MHT, which produces products under the Fontaine, Webb, Leland, Perfection, Triangle, Fleetline, Nuline and Hogebuilt brands, manufactures brake systems, transport trailers, fifth wheels, leaf springs, spray suppression equipment, specialty drive axles, truck modifications and clutches.
According to MHT, metal prices have increased substantially since January, with scrap prices increasing 88%, or $243 per ton, in the first quarter of 2008.
Metal prices have been going up for the past four or five years, significantly spiking in 2005 before slowly creeping up through the end of 2007, when prices skyrocketed, Dier said. Because of these rising overhead costs, Marmon has needed to increase prices to maintain profit margins.

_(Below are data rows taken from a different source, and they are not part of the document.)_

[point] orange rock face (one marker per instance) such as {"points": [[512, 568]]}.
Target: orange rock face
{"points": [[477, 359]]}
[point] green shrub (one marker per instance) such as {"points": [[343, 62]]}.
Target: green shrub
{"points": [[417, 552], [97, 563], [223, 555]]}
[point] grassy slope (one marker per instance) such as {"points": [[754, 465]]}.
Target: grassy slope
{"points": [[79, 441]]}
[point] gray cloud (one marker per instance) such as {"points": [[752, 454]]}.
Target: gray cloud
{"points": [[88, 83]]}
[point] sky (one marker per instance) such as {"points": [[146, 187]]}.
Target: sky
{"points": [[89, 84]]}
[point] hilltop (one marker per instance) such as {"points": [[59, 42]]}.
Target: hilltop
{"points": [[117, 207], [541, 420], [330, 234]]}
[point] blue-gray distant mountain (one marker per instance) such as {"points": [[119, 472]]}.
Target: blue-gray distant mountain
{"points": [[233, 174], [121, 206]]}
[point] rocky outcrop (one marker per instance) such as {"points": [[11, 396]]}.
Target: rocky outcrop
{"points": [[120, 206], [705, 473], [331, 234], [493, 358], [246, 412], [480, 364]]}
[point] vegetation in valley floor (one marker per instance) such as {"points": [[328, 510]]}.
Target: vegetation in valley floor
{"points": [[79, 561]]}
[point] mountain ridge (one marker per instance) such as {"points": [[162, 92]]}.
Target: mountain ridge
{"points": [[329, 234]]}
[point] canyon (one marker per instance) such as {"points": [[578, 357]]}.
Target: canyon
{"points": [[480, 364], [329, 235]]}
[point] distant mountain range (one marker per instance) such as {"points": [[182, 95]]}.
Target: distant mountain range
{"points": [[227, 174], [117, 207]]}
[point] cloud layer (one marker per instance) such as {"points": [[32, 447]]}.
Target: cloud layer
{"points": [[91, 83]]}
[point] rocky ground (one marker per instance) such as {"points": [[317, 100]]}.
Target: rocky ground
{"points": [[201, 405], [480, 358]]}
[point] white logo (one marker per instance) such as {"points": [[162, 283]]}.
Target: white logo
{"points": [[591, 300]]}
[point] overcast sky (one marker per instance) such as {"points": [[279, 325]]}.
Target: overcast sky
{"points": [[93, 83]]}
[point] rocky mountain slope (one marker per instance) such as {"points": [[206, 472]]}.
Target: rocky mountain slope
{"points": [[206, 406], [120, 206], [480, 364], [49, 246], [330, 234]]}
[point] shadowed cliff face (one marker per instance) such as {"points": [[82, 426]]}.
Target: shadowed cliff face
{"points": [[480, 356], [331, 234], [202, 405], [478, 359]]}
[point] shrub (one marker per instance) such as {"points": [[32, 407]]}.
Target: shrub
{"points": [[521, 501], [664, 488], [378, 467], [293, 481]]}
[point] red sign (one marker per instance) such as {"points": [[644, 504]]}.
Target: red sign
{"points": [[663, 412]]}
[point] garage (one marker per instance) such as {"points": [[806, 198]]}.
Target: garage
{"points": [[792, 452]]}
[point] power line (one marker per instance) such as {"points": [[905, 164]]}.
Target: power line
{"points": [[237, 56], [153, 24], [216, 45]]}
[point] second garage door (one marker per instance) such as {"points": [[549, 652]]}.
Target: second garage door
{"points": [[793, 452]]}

“From our standpoint, there isn’t much we can do about it,” Dier said. “We have increased our research and development budget and are looking at alternative materials…we simply have to react now to conditions.”
The Institute for Supply Management Manufacturing’s (ISM) Inside Supply Manufacturing newsletter echoes these concerns. “This completes the weakest quarterly performance for the U.S. economy since Q2 of 2003,” said ISM manufacturing business survey committee chair Norbert Ore. “Manufacturers' order backlogs continue to erode as the New Orders Index failed to grow for the fourth consecutive month. Additionally, manufacturers continue to experience heavy cost pressures, as the prices they pay are still rising even with slower overall demand."
According to Reed Construction Data, “everything is favorable for an outsized rise in steel prices this spring that is likely to partially reverse later in the year or early next year. Steel mills are experiencing rapid cost increases which they need to pass on. But they are raising prices much more than passing on costs would justify. They are increasing their margins in a period of very strong world steel demand. And they are capitalizing on their actions in recent months to let steel inventories decline to avoid permitting customers to stock up on low cost steel.”
“On the cost side, iron ore prices are up more than 50% in the past year, coal nearly 10%, natural gas 13% and carbon steel scrap over 40%,” Reed added. “Truckload freight rates for product delivery are set to rise soon after the huge jump in diesel prices. Also, the exchange value of the U.S. dollar continues to fall, raising the price of imported steel and the raw materials for steel mills.”